Briten in der EU verspüren „Torschusspanik“
Die Unsicherheit, die Briten in anderen EU-Ländern verspüren, äußert sich in einer sprunghaft angestiegenen Zahl der Beantragungen einer doppelten Staatsbürgerschaft in Deutschland. Im Jahr 2015 lag die Zahl der Einbürgerungsanträge bei 622. Nach dem Brexit-Votum stieg die Zahl enorm an: Im Jahr 2017 erwarben 7.493 Briten die deutsche Staatsbürgerschaft. Was mit offenen Anträgen am Stichtag passieren wird, ist bisher ungeklärt.

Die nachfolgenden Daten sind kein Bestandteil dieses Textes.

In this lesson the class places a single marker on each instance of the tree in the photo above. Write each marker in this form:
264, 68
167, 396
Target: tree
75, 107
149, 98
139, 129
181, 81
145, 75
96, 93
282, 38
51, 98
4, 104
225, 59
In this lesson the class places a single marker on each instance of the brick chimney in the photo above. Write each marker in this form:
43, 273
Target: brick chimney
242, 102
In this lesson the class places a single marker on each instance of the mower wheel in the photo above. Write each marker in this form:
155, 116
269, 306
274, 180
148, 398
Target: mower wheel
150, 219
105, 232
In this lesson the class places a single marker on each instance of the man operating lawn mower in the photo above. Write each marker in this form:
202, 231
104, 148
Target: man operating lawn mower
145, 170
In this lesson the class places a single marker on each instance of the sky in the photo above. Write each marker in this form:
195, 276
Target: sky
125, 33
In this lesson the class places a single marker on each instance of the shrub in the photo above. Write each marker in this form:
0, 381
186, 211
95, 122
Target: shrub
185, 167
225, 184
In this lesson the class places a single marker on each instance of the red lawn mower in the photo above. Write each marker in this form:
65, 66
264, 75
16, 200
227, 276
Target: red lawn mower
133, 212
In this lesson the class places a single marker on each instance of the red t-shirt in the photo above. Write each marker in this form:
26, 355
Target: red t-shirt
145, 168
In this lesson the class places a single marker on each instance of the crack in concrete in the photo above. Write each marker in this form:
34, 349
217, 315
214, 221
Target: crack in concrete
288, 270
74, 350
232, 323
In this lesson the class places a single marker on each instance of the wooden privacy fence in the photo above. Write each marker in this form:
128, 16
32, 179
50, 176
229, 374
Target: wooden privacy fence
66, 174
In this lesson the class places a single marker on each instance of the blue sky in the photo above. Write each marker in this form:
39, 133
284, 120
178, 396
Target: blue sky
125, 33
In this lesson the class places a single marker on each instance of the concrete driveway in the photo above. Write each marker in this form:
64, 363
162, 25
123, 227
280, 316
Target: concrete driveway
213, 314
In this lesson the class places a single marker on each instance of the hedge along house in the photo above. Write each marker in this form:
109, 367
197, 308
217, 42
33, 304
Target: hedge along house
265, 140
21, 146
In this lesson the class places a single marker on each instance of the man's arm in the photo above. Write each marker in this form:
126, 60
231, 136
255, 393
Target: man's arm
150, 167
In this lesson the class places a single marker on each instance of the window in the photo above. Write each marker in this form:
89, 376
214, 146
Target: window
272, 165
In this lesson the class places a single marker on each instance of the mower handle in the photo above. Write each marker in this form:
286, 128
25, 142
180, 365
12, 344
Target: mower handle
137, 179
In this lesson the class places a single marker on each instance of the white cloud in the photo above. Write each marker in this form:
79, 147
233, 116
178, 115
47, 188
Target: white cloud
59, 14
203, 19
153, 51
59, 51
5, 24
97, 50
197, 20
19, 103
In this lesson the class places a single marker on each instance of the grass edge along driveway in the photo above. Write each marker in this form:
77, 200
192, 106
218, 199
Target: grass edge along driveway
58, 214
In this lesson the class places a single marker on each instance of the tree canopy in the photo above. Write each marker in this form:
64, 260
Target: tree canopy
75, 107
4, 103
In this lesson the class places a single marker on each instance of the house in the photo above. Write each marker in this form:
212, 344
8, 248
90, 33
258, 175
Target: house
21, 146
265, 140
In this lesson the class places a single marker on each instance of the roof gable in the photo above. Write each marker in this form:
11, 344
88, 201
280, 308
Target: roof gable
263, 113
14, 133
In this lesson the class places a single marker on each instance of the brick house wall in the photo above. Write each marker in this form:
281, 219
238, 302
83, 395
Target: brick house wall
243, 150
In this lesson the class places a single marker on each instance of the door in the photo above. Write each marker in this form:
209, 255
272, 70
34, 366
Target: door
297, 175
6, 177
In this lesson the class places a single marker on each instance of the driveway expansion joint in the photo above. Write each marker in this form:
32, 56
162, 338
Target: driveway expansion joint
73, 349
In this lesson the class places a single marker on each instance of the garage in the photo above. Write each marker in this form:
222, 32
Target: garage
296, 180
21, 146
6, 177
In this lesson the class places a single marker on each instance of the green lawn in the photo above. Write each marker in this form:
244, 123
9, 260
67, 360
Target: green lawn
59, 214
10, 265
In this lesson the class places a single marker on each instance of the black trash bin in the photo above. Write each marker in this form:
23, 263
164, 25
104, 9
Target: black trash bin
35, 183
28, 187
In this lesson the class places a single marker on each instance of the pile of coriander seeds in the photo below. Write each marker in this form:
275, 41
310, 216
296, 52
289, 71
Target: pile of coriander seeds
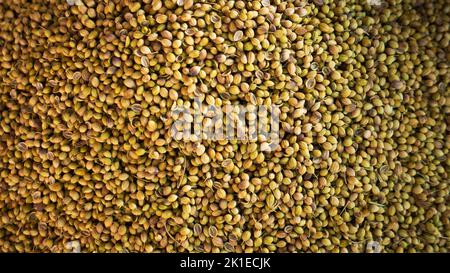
88, 162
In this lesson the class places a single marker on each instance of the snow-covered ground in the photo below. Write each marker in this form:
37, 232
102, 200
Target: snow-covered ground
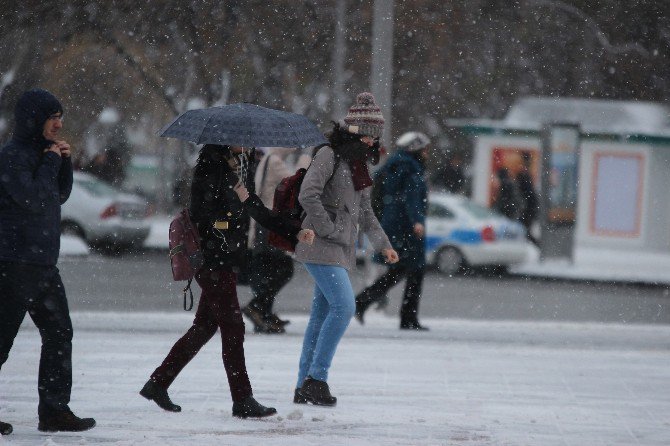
462, 383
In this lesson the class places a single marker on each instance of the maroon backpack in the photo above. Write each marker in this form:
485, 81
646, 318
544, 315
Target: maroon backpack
185, 254
285, 203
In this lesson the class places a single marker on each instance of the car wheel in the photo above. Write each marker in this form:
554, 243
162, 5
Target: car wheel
72, 228
449, 260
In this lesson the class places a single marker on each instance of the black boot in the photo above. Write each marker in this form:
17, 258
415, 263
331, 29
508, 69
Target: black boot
317, 392
362, 304
250, 408
154, 392
274, 319
64, 421
298, 398
413, 325
5, 428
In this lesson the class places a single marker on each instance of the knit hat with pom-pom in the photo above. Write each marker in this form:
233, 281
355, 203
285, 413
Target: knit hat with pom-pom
365, 117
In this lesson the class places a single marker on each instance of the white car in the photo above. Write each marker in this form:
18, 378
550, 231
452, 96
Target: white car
104, 216
461, 233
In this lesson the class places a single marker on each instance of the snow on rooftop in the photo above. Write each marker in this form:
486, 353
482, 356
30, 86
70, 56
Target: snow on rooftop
594, 115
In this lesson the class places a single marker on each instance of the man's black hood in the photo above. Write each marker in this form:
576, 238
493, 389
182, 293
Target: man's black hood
31, 112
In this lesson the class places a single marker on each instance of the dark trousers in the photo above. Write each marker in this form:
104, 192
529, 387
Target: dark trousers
39, 291
409, 309
271, 271
218, 308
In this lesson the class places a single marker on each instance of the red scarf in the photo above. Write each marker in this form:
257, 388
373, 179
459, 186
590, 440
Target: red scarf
360, 174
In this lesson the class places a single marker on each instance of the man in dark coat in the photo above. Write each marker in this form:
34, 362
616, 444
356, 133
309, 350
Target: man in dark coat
405, 200
35, 180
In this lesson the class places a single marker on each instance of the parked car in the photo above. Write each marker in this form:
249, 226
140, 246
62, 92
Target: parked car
461, 234
104, 216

Eine Umfrage des Royal Collage of Veterinary Surgeons (RCVS) ergab 2017, dass sich europäische Tierärzte in Großbritannien auch viele Gedanken um die Zukunft machten und sich weniger willkommen fühlten, jedoch keine voreiligen Entschlüsse für die Zukunft fassten. 73% der Befragten stimmten zu, dass sie trotz Brexit in der EU bleiben wollen.
Informationsmöglichkeiten für Tierärzte: British Veterinary Association
Deutsche Tierärzte in Großbritannien können sich an die Informationen der BVA (British Veterinary Association), der nationalen Vertretung des tierärztlichen Berufsstandes in der UK halten. Hier gibt es ausführliche Broschüren zum Thema „Brexit and the Veterinary Profession“ und den “No Deal Brexit and the Veterinary Profession“.
Wer sich weitergehend mit den politischen Hintergründen des Brexit beschäftigen möchte, sei an Spiegel Online verwiesen.